Elle, en Belgique, écrit sur des bouts de papier – «des tickets de caisse parfois» – différents haïkus pleins d’humour, qu’elle appelle «mes petits sketchs». Un bouillonnement d’idées véhiculé par des dialogues ciselés. Passionnée depuis toujours par l’étymologie, elle aime jouer sur le langage. «Je me souviens d’un gros dictionnaire «Larousse illustré» que j’adorais feuilleter, toute petite déjà.» Son goût pour la rhétorique et la logique ainsi que son érudition rejaillissent sur ses personnages.
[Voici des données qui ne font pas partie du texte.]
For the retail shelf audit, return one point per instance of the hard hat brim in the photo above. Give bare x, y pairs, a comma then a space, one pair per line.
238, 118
Lui, à Paris, interprète avec bonheur les rires teintés de tendresse que lui tricote sa complice, qu’il appelle simplement «maman». «Je reconnais sa petite musique à chaque fois», constate-t-il avec un sourire. Reste à mettre les mots en images. «Je lui propose un crayonné, elle refait parfois certaines répliques», explique le dessinateur. Les allers et retours peuvent se révéler nombreux avant que Dormal n’empoigne ses pinceaux et ses couleurs. «Je travaille à l’aquarelle, une technique qui me permet de garder un côté très frais, d’éviter la mièvrerie. J’essaie de puiser dans mes souvenirs ces instants d’intimité vécus dans une chambre de gosse, ou l’émerveillement qu’on peut ressentir face à la nature.»

Gravité souriante

Sur les pages de garde de son nouvel album, Pico Bogue et sa petite sœur, Ana Ana, font face aux embruns, puis se laissent décoiffer dans un champ de hautes herbes battues par le vent. «L’heure est grave», annonce le titre de ce onzième opus. Mal en point, le grand-père de nos jeunes héros a été victime d’un malaise. Angoisse: leur «Papic» va-t-il mourir? «On a voulu montrer qu’il ne faut pas avoir peur d’aimer. Même si l’être aimé doit un jour disparaître», expliquent les auteurs, qui ont envie d’exprimer toute la palette des émotions dans leur série. Bien vu. Au-delà du rire, ce sont aussi ces moments de gravité souriante qui font tout le charme de «Pico Bogue».

«Pico Bogue: l’heure est grave», Alexis Dormal et Dominique Roques. Éd Dargaud, 48 p.
«Ana Ana: papillons, lilas et fraises des bois», même auteurs. Éd. Dargaud, 28 p.